Plans by Kuwait to privatise the operation of key electricity facilities have been delayed in the absence of a specialised body to oversee the process, a newspaper reports.

The plan was due to start during the 2025-2026 fiscal year and is intended to transfer the operation of power facilities from the government to the private sector, the Arabic language daily Alqabas said, citing a government document.

The plan, on the cards for several years, is intended to ease pressure on the OPEC member’s deficit-ridden budget as the operation of these facilities and subsidies to Kuwaiti consumers have cost the government at least 5 billion Kuwaiti dinars ($16.5 billion) over the past three years, the paper said in its Thursday’s report.

“The plan has been written off the project schedule during 2025-2026…the reason is because the supreme privatisation council which will oversee this strategic programme has not been formed,” the paper said.

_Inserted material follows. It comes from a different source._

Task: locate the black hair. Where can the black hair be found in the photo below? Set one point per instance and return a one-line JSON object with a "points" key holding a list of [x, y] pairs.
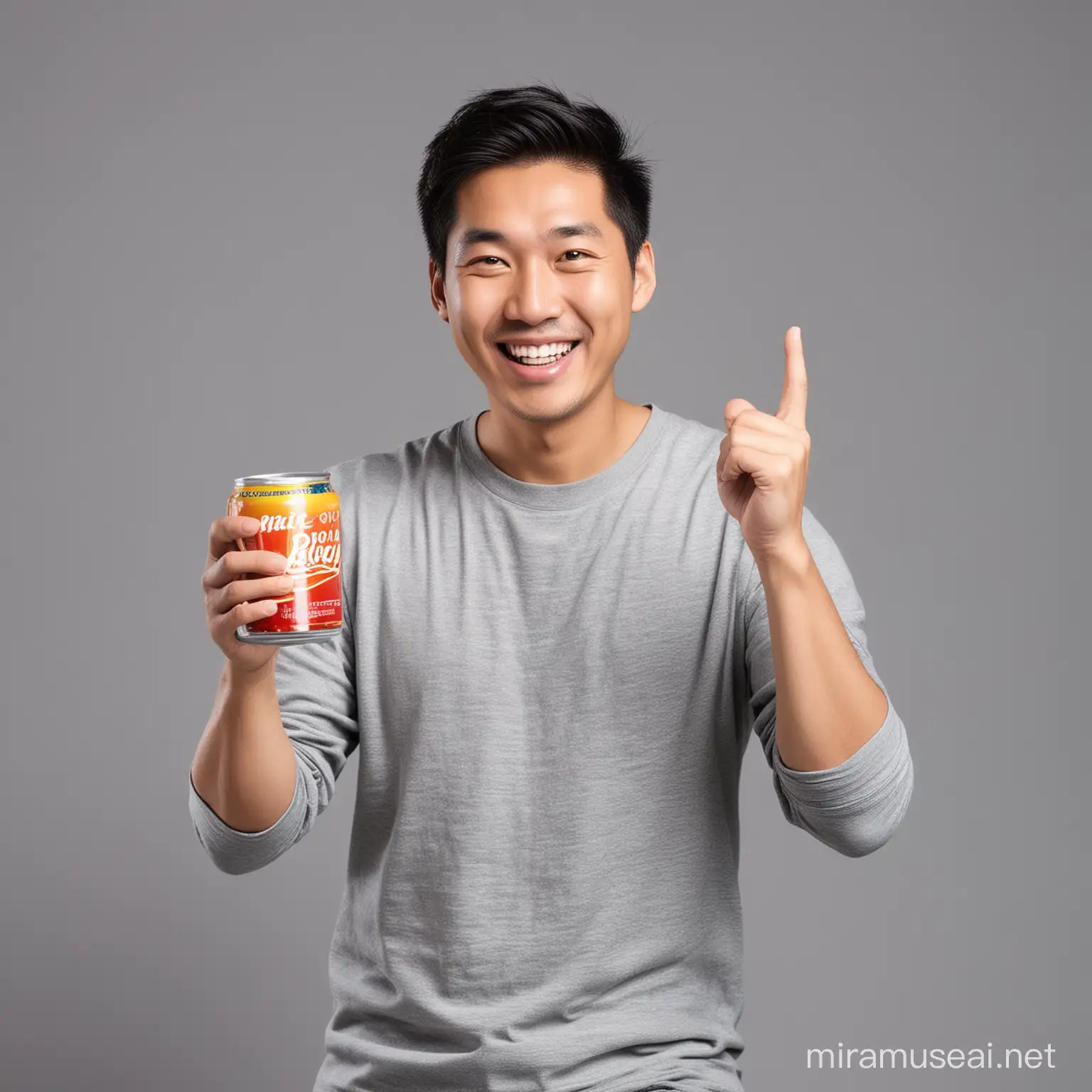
{"points": [[532, 124]]}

“This plan was supposed to begin during that fiscal year and continue for 4 years…it includes evaluation of assets of those facilities and the formation of one or more companies to which the assets will be transferred.”

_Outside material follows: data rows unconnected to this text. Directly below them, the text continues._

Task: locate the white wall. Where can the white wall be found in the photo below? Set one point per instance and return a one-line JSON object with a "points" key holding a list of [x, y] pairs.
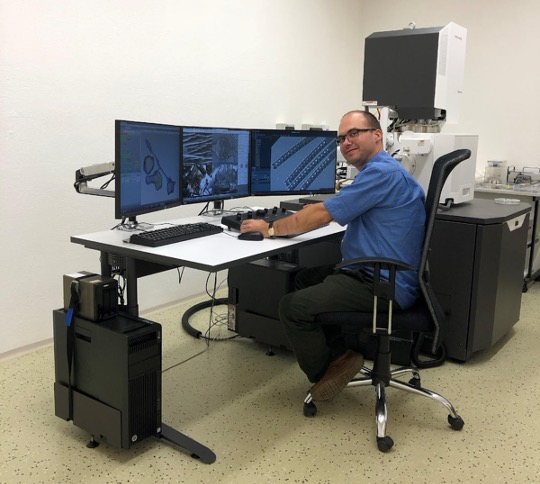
{"points": [[69, 68]]}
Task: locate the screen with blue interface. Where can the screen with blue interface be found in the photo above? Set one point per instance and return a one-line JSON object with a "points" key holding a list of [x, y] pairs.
{"points": [[291, 162], [147, 168], [215, 164]]}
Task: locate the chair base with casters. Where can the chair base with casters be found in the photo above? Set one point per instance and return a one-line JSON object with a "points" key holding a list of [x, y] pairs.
{"points": [[380, 376]]}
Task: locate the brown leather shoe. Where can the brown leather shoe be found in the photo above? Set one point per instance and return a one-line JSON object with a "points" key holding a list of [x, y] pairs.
{"points": [[339, 373]]}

Kuwait, which is burdened by high wage allocations and other expenditures, has pondered privatising its key power facilities to ease budget burdens and tackle a widening electricity supply gap due to rapid growth in domestic demand.

A government adviser said last week that Kuwait needs to intensify plans to build renewable energy projects to stave off a possible power supply crisis.

The wealthy Gulf state is expected to suffer from a supply shortage of round 1,600 megawatts (MW) in summer and the gap could widen to 5,600 MW in 2029 in the absence of projects to boost power generation, Najib Al-Muneefi said.

“Without urgent measures, Kuwait could face continuous power supply disruptions and become a pure electricity importer in 2030,” he said.

In January 2025, a Zawya Projects report said Kuwait’s project pipeline for the current fiscal year is estimated to touch KWD7.8 billion ($26 billion), 60 percent of which are in the power and water sector. This includes the KWD1.2 billion Al-Zour North IWPP Phases 2&3, currently in the bid evaluation phase.